Assim, por exemplo, quando a Lei 13467/2017, busca dificultar a caracterização de grupo econômico, exigindo a prova de interesses integrados, da comunhão de interesses e/ ou atuação conjunta das empresas, o entendimento expressado pelos magistrados, por meio do Enunciado de Número Cinco – Comissão 1- é no sentido de que deve haver inversão do ônus da prova, incumbindo ao empregador o ônus de comprovar a ausência de interesses e/ou da atuação conjunta da empresas, com base na aplicação dos princípios da aptidão da prova e da paridade de armas em concreto 9 isonomia processual). Ou seja, se há identidade de sócios em várias empresas é de se presumir que estas atuem em conjunto, com conjunção de interesses. Prova em sentido contrário cabe ao empregador, na medida em que este possui maiores condições – técnicas, documental – de produzir a prova. Para assegurar, o equilíbrio entre as partes inverte-se o ônus da prova.
Eis aqui um exemplo do que é adaptação da Lei á realidade existente no campo de um ramo específico do Direto, no caso do Direito do Trabalho.
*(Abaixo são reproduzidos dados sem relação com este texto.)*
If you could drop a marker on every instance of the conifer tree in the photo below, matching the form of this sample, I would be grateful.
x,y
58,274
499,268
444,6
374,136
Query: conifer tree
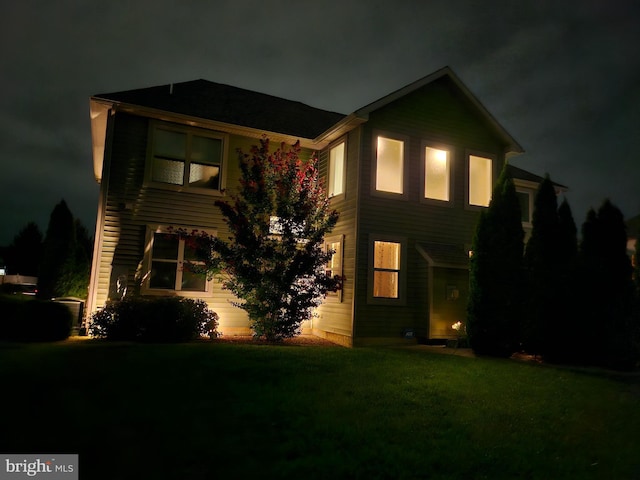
x,y
66,256
274,259
606,286
541,260
496,274
25,250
Pois bem, esta simples interpretação parece, a qual, repita-se não vincula nenhum juiz, e é feita através de um método aplicado no mundo todo e, inclusive no Brasil, na visão de integrantes do legislativo, executivo e mesmo de alguns integrantes das mais altas cortes judiciais do país (STF), é denominada de rebeldia e começam a surgir dede ameaças a punições a juízes que entenderem não se possível a aplicação da Lei ou que a aplicação deverá ser adaptada. Pensar e interpretar a lei é visto como um ato de rebeldia e, assim, deve ser punido. Setores das grandes indústrias falam em contra- atacar juízes que não apliquem a lei e se fala em punições a juízes através do CNJ – Conselho Nacional de Justiça. Por fim, volta-se a falar em extinção da Justiça do Trabalho
Em qualquer uma das hipótese sendo aplicada, ai sim, diante do fim do Estado Democrático de Direito no Brasil.
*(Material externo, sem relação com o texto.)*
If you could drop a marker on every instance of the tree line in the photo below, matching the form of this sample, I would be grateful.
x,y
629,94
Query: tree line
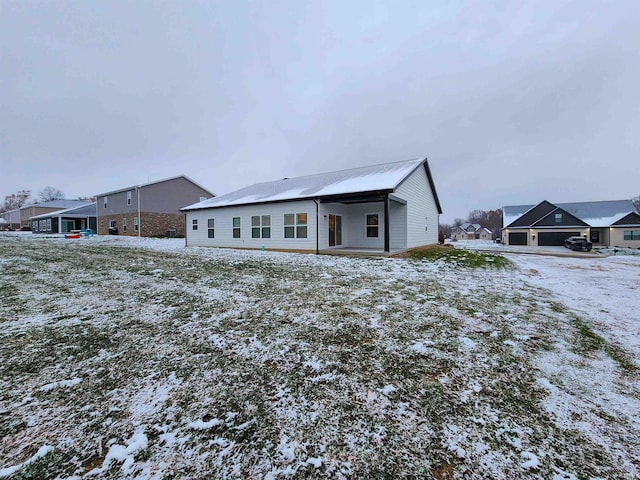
x,y
491,219
23,197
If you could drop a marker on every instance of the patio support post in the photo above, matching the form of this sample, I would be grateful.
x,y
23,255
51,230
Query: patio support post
x,y
386,223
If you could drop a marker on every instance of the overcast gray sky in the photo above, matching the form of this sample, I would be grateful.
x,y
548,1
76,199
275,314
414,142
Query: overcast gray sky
x,y
512,102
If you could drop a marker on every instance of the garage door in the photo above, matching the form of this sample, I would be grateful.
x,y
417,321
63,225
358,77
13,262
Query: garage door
x,y
517,238
549,239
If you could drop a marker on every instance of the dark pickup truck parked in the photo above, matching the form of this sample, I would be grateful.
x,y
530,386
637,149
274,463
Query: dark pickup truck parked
x,y
578,244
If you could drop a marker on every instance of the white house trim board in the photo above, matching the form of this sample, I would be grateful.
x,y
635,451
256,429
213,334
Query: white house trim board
x,y
401,195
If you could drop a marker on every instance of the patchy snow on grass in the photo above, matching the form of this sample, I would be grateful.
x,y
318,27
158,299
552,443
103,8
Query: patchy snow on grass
x,y
140,358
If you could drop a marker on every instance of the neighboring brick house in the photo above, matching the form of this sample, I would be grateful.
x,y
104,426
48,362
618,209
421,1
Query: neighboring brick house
x,y
605,223
45,207
471,231
11,219
148,210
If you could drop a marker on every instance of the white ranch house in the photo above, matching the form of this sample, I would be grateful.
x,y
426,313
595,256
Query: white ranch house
x,y
382,208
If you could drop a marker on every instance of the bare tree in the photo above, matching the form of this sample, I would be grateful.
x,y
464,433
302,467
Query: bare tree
x,y
15,200
50,193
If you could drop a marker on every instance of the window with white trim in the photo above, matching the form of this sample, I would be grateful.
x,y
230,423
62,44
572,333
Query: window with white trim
x,y
373,225
632,234
261,226
295,225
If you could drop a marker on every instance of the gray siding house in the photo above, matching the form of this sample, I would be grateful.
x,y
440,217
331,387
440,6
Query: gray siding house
x,y
605,223
151,209
381,208
64,221
29,211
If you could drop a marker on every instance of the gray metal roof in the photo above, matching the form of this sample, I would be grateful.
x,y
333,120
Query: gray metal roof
x,y
85,210
61,203
133,187
594,214
384,177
A todo juiz é assegurado o livro convencimento, sendo-lhe exigido, isto sim, uma decisão fundamentada. Ora, qual o crime que comete um juiz que interpreta a lei de maneira adequada, dentro de um método universal e chega a uma conclusão diferente da constante da literalidade da LEI.
Há de se ter em mente que no Brasil o controle de constitucionalidade é feito por juízes de primeiro e segundo graus, bem como pelo STF, os chamados controle difuso e controle concentrado. Portanto, declarar a inconstitucionalidade de uma lei é direito e dever de qualquer juiz, sendo que a lei assim dispõe.
Pois bem, não se interpreta uma lei de forma isolada, senão no conjunto do ordenamento jurídico vigente no país e não é porque uma lei foi aprovada e sancionada que ele não apresente inconstitucionalidades.
Citamos aqui dois texto que foram interpretados pelo STF e que caminharam no sentido diverso da literalidade. Um deles, refere-se a um artigo inserido na própria Constituição Federal e outro do atual Código Civil Brasileiro.
O artigo 226 parágrafo terceiro da Constituição Federal estabelece:
Art. 226. A família, base da sociedade, tem especial proteção do Estado.
§ 3º Para efeito da proteção do Estado, é reconhecida a união estável entre o homem e a mulher como entidade familiar, devendo a lei facilitar sua conversão em casamento.
O texto constitucional é claro: união entre Homem e Mulher. Buscou-se a interpretação histórica, ou seja, os registros históricos pré texto constituional. Lá buscaram, se a intenção do legislador seria , de fato, proteger apenas a união entre homens e mulheres ou haveria algum indício de que a união entre pessoas do mesmo sexo também deveria ser protegida.
E lá também, de forma clara, verificou-se que a intenção era proteger a penas a união estável entre homens e mulheres.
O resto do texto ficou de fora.